Give us a break and pay attention to our research

Recent London Business School research on viewer behaviour has gained much publicity, but its findings are misleading, according to Guy Abrahams

Several newspapers have run debates on a piece of qualitative research by Mark Ritson of the London Business School. It tries to prove categorically that not everyone who watches a programme watches the ads.

Illustrations of people on couches not watching ads are far from new. If memory serves me correctly, it was just such a provocative image on an HHCL advertisement covering the same issue that got the agency fired from the Thames TV account 13 years ago.

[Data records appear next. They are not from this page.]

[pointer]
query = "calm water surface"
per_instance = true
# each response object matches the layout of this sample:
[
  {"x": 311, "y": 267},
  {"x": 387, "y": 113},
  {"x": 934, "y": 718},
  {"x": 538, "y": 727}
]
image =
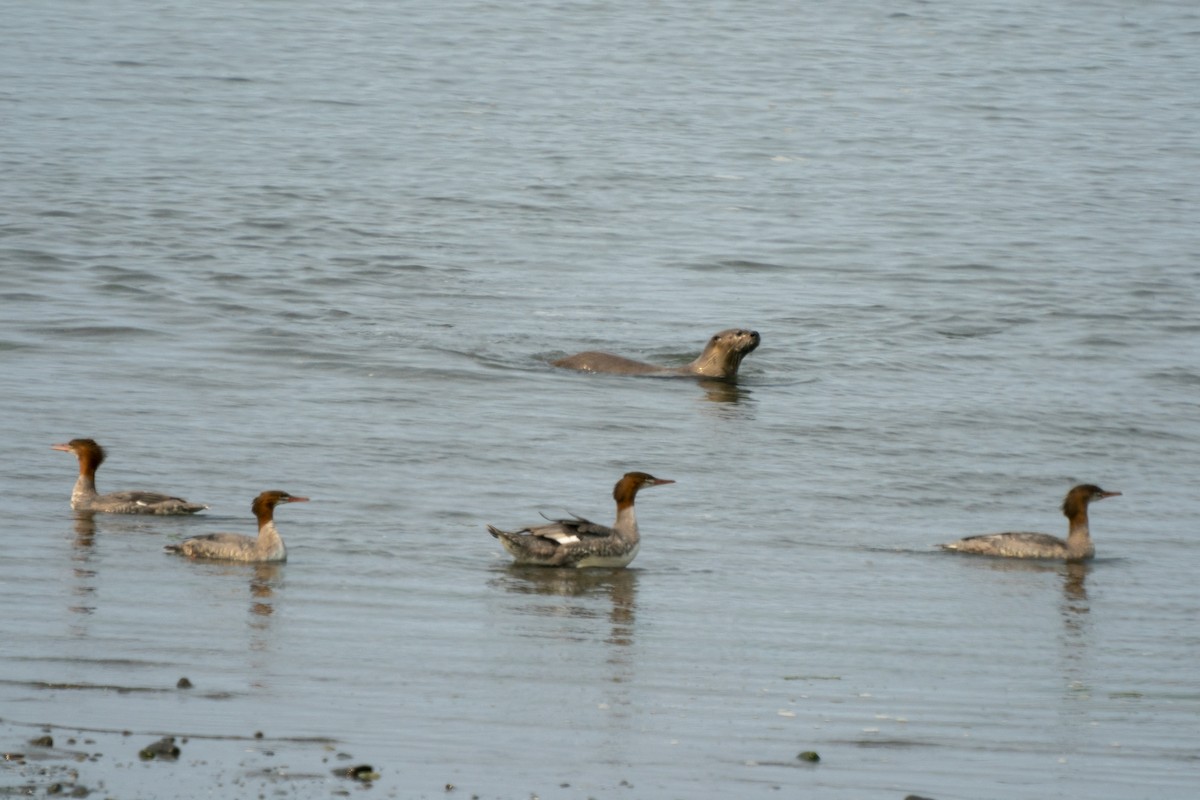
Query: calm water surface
[{"x": 331, "y": 247}]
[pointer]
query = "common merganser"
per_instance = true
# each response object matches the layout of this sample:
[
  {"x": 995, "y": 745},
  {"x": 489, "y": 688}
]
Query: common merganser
[
  {"x": 1078, "y": 546},
  {"x": 581, "y": 543},
  {"x": 235, "y": 547},
  {"x": 85, "y": 498}
]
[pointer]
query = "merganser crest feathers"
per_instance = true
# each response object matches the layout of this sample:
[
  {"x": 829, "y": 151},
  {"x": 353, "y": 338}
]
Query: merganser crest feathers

Following his initial success, I look forward to Ritson’s future shock-horror revelations about other forms of media research. How about “not everybody who looks at a newspaper for at least two minutes reads every page,” or “people walk past posters without looking at them”?

It is a shame that someone can generate such publicity by highlighting the first rule of media: not all opportunities to see are taken. It is also naive and, dare I say, disrespectful to advertisers – who spend millions of pounds tracking and modelling the effects of their ads – for Ritson to claim his research challenges their evaluations.

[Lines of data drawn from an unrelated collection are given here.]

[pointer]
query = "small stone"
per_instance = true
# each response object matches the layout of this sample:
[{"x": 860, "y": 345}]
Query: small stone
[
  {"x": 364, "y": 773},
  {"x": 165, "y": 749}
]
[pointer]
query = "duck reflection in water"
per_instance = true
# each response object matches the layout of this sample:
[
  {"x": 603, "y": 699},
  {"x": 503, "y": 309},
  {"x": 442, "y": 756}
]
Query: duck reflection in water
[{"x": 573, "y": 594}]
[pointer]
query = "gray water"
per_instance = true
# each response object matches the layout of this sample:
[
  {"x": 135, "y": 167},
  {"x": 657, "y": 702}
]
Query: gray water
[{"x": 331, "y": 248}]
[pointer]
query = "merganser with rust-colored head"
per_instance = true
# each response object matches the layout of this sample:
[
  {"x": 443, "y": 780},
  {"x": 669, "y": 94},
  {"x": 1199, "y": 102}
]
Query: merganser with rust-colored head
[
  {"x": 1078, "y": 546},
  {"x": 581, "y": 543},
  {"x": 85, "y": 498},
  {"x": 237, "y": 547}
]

My fundamental problem with Ritson’s research is not his use of ethnography (which has been criticised by some), but instead the very premise of his research. He is under the false impression that programme audience determines the price of a break. One call to any media agency would have told him that BARB’s minute-by-minute tracking means that the price of a break varies by minute according to its audience size, irrespective of how good the programme itself is.

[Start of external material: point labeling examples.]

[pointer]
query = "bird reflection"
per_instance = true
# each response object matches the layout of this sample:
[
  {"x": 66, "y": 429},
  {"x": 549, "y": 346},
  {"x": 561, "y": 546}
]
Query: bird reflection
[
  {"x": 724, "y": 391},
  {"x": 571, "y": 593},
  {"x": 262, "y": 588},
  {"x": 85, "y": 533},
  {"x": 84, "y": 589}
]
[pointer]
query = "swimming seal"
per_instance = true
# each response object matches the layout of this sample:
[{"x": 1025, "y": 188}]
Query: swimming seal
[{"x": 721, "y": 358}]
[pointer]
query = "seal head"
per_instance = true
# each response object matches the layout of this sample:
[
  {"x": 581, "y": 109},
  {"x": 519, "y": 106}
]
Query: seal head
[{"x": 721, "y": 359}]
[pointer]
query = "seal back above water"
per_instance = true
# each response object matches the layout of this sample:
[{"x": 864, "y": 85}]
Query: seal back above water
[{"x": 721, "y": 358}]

His technique highlights four negative behaviours that “challenge” the way we value TV advertising. The first behaviour, channel hopping, is a non-issue: BARB does not record these viewers.

Other negative behaviours of social interaction (chatting to the family), reading or tasking (ie. cleaning or ironing) do not necessarily mean that no attention is paid to the ads. TV may not always be seen but it is, more often than not, heard. This fact and the concept of low-involvement processing means advertising to people in this state is not wasted but merely under-performing.

Ritson is right to say that attention is an issue: media agencies have been arguing this point for years. Many more hours and much more money have been devoted to this than Ritson has spent on his sensationalist fluff. Carat itself has spent years working on the relationship between viewer attentiveness and advertising recall.

There is always a place for qualitative research within the industry and debate on the subject should always be welcomed. However, to discount years of cumulative audience understanding and industry-standard measures by inflating the significance of a tiny study such as this is surely wrong.